The E3 has engaged with the United States since January to find ways to address the concerns of the Trump administration over the JCPOA and persuading the US president to continue implementing his side of the bargain under the nuclear deal. US concerns include the so-called sunset clauses, the terms under which site inspections in Iran can take place as well as the country’s regional influence and ballistic missile program. The E3 — with France at the apparent forefront — has also led efforts at the EU level to introduce additional sanctions against Iran. The E3 plan has been to impose EU travel bans and freeze the assets of 15 Iranian entities and individuals linked to Iran's missile program and its role in Syria's war, in an attempt to show that the union shares US concerns about Iran, particularly regarding the country’s regional policies and missiles.

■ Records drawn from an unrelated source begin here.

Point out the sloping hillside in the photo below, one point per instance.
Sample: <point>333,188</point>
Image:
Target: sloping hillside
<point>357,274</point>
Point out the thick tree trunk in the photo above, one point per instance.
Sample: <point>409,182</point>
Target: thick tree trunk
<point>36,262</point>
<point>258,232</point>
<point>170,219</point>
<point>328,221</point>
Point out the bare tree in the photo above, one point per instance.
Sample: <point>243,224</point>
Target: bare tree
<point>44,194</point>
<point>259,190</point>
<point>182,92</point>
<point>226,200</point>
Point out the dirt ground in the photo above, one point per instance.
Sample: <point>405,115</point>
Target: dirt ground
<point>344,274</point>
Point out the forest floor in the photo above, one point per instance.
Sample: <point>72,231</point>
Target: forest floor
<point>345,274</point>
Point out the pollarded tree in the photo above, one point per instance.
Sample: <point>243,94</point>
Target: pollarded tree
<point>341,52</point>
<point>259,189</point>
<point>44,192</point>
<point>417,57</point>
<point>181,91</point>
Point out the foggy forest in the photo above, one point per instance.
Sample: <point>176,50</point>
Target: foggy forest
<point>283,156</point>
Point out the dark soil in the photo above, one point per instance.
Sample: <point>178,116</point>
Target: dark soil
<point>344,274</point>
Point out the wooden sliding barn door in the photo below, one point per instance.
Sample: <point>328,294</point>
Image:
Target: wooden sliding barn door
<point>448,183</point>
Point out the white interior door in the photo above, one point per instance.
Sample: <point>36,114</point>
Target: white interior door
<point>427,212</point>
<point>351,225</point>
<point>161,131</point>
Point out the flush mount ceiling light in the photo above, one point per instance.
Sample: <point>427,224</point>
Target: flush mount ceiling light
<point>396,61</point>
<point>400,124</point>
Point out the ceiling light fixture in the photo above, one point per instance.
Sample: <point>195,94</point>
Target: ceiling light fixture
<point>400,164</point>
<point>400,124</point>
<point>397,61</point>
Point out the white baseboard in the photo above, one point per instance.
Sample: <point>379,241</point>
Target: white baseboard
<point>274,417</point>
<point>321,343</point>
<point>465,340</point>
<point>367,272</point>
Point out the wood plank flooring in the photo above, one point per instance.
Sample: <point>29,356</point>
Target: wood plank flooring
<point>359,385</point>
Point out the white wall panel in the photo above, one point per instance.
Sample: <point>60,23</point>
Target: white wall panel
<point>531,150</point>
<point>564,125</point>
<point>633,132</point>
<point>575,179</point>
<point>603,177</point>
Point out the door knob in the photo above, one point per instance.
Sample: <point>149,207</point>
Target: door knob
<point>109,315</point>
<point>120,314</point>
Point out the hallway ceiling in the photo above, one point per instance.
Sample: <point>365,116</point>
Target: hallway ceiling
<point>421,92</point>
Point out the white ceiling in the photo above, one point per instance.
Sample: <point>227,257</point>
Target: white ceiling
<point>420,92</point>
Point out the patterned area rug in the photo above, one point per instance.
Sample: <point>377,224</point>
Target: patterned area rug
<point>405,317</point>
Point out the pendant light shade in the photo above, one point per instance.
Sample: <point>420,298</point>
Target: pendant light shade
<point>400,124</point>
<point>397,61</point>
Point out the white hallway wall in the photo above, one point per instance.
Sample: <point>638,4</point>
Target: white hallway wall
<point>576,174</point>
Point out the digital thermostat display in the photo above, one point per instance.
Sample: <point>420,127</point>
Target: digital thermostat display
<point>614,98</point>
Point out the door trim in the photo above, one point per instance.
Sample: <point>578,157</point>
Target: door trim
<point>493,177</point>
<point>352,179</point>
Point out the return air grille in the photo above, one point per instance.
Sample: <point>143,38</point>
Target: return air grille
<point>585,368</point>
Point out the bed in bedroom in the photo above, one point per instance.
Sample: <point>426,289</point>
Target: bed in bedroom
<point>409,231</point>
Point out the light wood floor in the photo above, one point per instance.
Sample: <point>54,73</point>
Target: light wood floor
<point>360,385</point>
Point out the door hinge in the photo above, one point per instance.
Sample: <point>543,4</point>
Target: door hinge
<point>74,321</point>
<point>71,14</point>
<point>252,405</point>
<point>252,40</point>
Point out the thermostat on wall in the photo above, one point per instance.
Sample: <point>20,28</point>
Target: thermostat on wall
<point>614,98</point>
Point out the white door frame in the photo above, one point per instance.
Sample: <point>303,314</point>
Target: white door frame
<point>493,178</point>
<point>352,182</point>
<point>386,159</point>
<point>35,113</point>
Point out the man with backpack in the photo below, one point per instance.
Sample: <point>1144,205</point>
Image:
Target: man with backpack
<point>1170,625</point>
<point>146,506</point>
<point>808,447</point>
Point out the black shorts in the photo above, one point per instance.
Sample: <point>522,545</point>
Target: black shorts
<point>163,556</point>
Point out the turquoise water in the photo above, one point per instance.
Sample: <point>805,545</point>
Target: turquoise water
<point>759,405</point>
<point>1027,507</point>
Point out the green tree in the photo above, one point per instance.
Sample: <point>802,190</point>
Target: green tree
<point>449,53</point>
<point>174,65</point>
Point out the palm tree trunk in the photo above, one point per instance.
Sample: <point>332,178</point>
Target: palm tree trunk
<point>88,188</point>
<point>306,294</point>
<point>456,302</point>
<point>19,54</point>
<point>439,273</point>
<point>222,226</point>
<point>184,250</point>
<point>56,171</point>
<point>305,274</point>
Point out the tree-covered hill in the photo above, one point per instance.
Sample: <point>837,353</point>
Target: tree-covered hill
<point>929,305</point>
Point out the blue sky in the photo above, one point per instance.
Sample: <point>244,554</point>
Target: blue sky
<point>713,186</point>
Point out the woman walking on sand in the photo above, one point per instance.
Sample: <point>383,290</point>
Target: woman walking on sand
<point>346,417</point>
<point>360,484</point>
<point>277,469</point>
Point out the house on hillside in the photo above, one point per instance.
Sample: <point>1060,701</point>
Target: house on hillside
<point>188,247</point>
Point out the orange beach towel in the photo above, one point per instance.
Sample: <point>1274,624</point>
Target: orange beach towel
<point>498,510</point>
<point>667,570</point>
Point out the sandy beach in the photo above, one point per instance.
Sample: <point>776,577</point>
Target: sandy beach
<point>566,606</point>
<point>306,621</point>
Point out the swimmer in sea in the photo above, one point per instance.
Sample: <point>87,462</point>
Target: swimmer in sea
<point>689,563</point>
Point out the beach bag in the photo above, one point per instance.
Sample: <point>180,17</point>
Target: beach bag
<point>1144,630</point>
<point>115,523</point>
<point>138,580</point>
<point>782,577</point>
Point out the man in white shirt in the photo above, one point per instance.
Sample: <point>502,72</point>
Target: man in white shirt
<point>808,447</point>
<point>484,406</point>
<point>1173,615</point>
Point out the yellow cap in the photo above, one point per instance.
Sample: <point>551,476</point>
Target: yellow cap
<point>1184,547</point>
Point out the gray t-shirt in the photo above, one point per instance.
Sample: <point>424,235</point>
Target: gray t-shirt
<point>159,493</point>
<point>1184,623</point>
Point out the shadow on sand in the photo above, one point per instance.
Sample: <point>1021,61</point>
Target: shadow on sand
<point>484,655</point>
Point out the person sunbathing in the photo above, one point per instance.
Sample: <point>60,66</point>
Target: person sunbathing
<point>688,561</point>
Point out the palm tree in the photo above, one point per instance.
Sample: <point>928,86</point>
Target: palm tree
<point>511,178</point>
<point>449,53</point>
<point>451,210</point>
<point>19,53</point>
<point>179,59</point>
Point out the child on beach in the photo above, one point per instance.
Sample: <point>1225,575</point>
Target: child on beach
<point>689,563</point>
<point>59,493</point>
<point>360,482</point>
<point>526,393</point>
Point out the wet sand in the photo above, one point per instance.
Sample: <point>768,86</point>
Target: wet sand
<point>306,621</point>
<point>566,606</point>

However, despite the E3’s efforts, the other 25 EU member states failed to reach a unanimous decision required by EU regulations to approve new restrictive measures against Tehran. On March 19, prior to the EU Foreign Affairs Council meeting in which the issue was first discussed, the bloc’s foreign policy chief Federica Mogherini stressed that there was not going to be “a proposal of sanctions, additional sanctions against Iran.” On April 16, in the last formal meeting on the EU agenda before Trump’s deadline, the union failed once again to reach consensus on the matter, though diplomats involved in the deliberations noted growing support for new sanctions.
Italy is leading the skeptical camp on additional bloc-wide sanctions against Iran.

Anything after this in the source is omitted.